The Case of the Racist Doll Pricing at a North Miami Target

Gus Garcia-Roberts, Miami New Times, September 17, 2010

A disturbing scene unfolded while Riptide was waiting on line at Target on Wednesday night. A woman later identified as Ketrina Brown came to the cashier with two boxed dolls: Baby Alive, the creepily animatronic doll that “digests”. They were exactly the same dolls, except one was black and the other one was white.

They were both priced on clearance, on sale from $44.99. But the white doll cost $22.48, and the black doll cost $31.48.

Brown was none too happy about this. “Let me ask you something,” she said loudly after having the cashier check the price. “Why are these two dolls, that do exactly the same things and the only difference between them is a paint job, priced ten dollars differently?”

Not a bad question. We already know Baby Alive eats, burps, urinates, and sometimes poops. But is Baby also subtly racist? That seems a bit too life-like.

That Target’s “Leader on Duty”, who, citing corporate policy, gave her name only as Elise, {snip} said that the prices are set by corporate headquarters, and speculated that the white doll was cheaper because it was discontinued by Hasbro.

She even offered, speaking to Brown, who is African-American, that “most people are happy to hear that their doll isn’t being discontinued.”

Jones just grew more and more disconsolate. “When is this sort of thing going to stop, man?” she asked Riptide, who had identified ourselves as the press. “I feel sick right now.”

{snip}

So we called headquarters, and eventually received an e-mail with a statement from Target spokersperson Tara Schlosser. {snip}

At Target, we are dedicated to offering exceptional prices on items throughout our stores. While we can’t go into great detail on Target’s pricing strategies, items are put on clearance based on their popularity and sales. The price of individual items is not at the discretion of our Store Team Leaders.
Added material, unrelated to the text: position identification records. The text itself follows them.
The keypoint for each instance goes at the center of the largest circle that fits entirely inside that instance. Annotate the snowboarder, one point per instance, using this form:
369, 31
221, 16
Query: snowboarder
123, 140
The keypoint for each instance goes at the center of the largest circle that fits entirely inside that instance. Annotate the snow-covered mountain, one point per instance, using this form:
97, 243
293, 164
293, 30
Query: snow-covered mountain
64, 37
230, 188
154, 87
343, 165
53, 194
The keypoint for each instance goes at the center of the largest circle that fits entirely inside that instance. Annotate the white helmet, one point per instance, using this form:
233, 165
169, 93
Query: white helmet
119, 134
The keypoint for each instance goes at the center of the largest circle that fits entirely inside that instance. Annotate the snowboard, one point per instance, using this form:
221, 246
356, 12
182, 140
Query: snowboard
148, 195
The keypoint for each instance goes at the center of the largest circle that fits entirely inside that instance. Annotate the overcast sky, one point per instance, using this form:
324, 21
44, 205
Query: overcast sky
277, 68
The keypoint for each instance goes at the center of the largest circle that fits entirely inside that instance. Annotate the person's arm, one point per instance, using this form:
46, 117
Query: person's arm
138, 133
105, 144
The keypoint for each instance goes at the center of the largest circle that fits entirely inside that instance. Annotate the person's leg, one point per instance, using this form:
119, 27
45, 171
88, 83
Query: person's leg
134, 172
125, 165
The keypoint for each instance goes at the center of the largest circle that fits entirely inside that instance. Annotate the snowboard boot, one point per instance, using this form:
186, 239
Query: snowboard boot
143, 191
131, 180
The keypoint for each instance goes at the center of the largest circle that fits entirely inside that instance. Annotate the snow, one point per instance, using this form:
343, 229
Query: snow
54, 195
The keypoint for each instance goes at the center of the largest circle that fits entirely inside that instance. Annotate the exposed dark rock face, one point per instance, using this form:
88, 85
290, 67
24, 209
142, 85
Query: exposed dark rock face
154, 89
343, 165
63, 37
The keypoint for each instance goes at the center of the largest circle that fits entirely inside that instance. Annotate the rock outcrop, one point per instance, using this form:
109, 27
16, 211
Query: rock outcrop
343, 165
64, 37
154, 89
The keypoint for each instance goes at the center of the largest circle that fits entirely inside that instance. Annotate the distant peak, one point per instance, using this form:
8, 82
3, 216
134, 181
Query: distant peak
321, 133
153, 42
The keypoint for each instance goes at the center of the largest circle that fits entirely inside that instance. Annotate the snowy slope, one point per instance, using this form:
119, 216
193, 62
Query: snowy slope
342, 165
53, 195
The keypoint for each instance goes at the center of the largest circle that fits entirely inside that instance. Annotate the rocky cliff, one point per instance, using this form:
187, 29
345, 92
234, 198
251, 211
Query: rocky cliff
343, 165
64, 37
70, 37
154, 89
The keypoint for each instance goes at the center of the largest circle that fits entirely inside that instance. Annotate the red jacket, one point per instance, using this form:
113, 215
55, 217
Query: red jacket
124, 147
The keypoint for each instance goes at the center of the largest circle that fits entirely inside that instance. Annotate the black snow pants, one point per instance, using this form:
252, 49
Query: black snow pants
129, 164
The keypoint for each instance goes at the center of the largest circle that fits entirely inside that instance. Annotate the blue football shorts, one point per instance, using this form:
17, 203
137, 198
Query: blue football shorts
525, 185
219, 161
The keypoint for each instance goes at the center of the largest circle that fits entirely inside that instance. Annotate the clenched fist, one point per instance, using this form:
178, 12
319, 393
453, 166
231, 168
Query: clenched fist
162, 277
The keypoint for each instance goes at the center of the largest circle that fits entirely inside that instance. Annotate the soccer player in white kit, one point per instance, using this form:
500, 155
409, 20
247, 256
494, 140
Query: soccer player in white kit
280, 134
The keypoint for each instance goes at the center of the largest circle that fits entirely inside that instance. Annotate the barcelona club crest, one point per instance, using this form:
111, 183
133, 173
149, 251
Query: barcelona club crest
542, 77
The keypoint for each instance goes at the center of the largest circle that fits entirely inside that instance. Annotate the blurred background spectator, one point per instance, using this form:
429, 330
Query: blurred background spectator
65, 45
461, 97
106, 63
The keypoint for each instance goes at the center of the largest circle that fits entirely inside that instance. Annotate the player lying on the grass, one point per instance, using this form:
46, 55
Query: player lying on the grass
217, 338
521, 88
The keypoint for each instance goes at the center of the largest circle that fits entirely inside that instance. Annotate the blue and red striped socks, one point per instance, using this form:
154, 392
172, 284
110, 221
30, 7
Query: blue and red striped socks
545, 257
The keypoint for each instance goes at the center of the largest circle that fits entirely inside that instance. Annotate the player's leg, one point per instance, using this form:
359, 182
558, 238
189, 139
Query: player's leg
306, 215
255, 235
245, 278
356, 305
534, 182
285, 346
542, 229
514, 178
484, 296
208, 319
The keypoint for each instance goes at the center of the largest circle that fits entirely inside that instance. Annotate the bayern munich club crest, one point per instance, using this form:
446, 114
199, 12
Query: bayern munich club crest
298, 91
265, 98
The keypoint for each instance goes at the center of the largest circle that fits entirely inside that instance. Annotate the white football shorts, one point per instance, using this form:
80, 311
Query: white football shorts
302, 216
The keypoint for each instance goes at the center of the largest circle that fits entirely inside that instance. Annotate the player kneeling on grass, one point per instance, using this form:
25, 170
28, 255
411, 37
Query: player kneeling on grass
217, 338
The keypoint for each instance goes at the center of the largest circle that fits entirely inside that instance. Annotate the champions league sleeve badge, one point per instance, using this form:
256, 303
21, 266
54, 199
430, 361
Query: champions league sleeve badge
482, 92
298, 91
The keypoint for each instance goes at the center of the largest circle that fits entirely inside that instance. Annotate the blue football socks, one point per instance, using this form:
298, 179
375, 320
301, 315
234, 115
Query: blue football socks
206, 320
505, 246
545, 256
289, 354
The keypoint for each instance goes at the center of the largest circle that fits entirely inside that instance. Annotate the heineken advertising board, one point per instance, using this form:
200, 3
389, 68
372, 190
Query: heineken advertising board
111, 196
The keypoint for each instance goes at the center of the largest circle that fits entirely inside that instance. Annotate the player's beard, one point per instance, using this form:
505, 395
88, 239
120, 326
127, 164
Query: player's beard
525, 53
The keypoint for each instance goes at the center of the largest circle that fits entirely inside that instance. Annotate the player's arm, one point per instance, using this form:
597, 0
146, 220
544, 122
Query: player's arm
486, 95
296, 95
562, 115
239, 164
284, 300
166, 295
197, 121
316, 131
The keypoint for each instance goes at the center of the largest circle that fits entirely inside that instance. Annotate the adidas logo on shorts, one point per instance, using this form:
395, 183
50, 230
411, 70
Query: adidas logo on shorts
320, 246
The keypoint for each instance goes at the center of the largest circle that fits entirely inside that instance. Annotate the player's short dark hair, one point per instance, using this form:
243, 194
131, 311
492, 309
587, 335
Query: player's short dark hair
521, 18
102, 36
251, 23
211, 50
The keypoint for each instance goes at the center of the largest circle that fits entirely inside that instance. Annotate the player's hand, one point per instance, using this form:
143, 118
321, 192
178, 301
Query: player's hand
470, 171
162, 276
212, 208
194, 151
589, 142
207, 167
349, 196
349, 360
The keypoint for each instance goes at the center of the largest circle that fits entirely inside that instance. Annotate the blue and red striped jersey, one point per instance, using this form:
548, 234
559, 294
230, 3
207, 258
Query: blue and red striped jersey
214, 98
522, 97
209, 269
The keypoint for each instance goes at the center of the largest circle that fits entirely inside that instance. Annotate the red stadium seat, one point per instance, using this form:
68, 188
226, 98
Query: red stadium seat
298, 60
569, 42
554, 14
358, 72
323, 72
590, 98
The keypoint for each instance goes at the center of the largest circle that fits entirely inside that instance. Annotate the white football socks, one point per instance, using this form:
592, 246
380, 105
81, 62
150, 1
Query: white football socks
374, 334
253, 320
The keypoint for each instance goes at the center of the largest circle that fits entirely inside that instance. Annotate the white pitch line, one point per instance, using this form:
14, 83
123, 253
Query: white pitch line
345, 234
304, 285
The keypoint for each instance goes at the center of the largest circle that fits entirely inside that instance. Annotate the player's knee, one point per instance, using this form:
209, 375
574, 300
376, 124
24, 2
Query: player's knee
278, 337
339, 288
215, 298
Wait, did they really try to turn a racist-doll-price story into an ad for “exceptional prices”? Are they trying to lose to Wal-Mart?

Topics:

Share This

We welcome comments that add information or perspective, and we encourage polite debate. If you log in with a social media account, your comment should appear immediately. If you prefer to remain anonymous, you may comment as a guest, using a name and an e-mail address of convenience. Your comment will be moderated.

Comments are closed.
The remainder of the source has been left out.